Implement Parallel Execution in SSIS

SQL Server Integration Services (SSIS) allows parallel execution in two different ways. These are controlled by two properties as outlined below.

The first one is MaxConcurrentExecutables, a property of the package. It defines how many tasks (executables) can run simultaneously. It defaults to -1 which is translated to the number of processors plus 2. Please note that if your box has hyperthreading turned on, it is the logical processor rather than the physically present processor that is counted.

Example:

Suppose we have a package with 3 Data Flow Tasks. Each task has 10 flows in the form of “OLE DB Source -> SQL Server Destination”.

Set MaxConcurrentExecutables to 3, then all 3 Data Flow Tasks will run simultaneously.

Now whether all 10 flows in each individual Data Flow Task get started concurrently is a different story. This is controlled by the second property: EngineThreads.

The EngineThreads is a property of the Data Flow Task that defines how many work threads the scheduler will create and run in parallel. Its default value is 5.

Example:

Again let’s use the above example.

If we set EngineThreads to 10 on all 3 Data Flow Tasks, then all the 30 flows will start off at once.

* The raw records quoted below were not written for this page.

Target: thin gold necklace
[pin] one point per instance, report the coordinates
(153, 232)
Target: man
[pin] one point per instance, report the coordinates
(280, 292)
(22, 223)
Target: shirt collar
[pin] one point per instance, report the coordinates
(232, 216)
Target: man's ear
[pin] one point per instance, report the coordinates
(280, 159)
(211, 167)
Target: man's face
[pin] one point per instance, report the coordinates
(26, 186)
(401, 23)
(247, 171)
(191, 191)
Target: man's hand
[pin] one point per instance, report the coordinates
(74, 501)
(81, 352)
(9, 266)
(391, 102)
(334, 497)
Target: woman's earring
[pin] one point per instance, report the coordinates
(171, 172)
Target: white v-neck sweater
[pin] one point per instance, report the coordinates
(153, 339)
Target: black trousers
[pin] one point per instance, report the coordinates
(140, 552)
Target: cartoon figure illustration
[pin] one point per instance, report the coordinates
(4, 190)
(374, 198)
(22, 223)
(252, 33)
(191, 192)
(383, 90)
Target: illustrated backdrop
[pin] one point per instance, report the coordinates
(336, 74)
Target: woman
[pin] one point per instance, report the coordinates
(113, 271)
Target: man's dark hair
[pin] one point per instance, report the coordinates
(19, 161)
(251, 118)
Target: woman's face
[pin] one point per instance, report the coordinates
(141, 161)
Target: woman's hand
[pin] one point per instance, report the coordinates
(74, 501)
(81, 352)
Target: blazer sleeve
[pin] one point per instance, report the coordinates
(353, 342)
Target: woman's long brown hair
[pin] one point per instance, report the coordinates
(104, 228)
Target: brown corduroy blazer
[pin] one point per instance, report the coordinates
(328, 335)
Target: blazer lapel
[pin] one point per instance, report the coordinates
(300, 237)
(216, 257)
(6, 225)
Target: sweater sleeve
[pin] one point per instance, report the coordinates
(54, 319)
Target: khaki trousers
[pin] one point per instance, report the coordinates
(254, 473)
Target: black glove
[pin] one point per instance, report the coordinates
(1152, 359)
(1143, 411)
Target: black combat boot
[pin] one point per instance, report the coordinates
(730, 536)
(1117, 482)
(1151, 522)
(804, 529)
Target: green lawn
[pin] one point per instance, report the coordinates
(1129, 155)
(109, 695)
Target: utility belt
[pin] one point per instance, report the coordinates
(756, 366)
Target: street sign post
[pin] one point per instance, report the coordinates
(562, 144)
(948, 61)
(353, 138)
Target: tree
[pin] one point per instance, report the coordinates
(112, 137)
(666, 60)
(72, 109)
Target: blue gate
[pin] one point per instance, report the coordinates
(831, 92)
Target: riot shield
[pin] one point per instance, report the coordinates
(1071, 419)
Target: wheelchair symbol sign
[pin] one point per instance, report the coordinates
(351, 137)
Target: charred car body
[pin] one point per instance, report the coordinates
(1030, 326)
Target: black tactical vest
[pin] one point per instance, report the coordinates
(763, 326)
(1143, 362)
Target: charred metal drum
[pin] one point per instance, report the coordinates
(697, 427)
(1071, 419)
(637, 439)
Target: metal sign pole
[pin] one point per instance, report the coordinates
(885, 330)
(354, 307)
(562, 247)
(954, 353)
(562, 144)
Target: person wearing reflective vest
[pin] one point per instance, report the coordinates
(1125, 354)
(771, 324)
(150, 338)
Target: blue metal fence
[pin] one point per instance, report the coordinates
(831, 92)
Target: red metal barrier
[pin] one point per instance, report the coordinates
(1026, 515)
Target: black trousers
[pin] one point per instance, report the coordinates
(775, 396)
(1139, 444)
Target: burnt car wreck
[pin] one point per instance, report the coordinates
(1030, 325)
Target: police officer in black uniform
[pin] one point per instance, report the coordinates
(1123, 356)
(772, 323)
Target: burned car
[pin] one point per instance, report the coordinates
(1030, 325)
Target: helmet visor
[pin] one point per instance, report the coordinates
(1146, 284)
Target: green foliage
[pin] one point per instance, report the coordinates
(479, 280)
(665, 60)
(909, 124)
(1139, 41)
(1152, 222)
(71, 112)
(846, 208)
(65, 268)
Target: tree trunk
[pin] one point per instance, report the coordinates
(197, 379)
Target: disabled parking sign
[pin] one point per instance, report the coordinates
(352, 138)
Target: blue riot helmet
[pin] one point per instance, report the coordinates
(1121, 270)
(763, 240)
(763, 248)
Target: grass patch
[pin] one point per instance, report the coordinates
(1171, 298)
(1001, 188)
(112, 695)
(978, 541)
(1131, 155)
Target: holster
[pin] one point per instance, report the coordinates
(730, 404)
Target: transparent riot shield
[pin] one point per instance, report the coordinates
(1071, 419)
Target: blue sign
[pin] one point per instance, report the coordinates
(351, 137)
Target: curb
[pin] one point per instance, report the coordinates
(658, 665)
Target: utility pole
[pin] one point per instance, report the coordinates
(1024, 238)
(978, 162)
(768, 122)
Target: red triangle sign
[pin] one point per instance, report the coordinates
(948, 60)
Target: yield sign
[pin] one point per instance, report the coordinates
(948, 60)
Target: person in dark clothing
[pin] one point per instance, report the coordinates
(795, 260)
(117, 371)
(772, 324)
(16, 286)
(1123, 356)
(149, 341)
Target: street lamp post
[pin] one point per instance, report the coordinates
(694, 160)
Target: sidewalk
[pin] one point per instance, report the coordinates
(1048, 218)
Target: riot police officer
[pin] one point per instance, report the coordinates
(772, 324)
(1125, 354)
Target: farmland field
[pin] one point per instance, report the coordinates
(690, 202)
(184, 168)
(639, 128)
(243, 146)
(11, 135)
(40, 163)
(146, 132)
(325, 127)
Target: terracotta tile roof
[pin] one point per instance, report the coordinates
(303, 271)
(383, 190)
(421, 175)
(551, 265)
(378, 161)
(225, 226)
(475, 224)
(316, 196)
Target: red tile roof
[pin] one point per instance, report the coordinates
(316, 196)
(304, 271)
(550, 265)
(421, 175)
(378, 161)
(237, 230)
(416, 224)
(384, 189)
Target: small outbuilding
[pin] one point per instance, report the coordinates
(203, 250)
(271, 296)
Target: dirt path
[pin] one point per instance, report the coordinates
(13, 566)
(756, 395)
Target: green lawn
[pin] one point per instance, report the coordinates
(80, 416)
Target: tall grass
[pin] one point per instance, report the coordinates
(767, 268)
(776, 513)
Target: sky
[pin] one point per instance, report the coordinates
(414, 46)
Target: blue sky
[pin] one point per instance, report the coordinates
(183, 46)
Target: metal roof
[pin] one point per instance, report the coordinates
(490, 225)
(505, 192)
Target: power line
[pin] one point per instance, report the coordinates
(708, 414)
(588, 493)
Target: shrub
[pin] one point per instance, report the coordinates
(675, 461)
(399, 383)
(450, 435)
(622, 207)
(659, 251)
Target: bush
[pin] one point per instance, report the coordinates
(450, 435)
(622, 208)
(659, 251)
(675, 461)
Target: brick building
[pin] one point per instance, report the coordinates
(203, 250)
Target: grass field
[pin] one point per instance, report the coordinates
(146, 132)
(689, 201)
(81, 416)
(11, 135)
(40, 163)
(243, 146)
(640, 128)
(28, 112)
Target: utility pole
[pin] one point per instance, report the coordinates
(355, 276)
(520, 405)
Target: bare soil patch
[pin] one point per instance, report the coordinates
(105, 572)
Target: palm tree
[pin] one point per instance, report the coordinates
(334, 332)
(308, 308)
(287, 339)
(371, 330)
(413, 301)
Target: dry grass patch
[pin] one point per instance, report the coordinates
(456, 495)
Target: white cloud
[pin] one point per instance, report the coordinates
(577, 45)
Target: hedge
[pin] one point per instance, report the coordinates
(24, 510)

One thing we want to be clear about EngineThreads is that it governs both source threads (for source components) and work threads (for transformation and destination components). Source threads and work threads are both engine threads created by the Data Flow’s scheduler. So in the above example, a value of 10 for Engine Threads means up to 10 source threads and 10 work threads.

Multi tasking is a double-edge sword. In SSIS, we don’t affinitize the threads that we create to any of the processors. So if the number of threads exceeds the number of available processors, you might end up hurting throughput due to an excessive amount of context switches. Be cautious!

- Runying Mao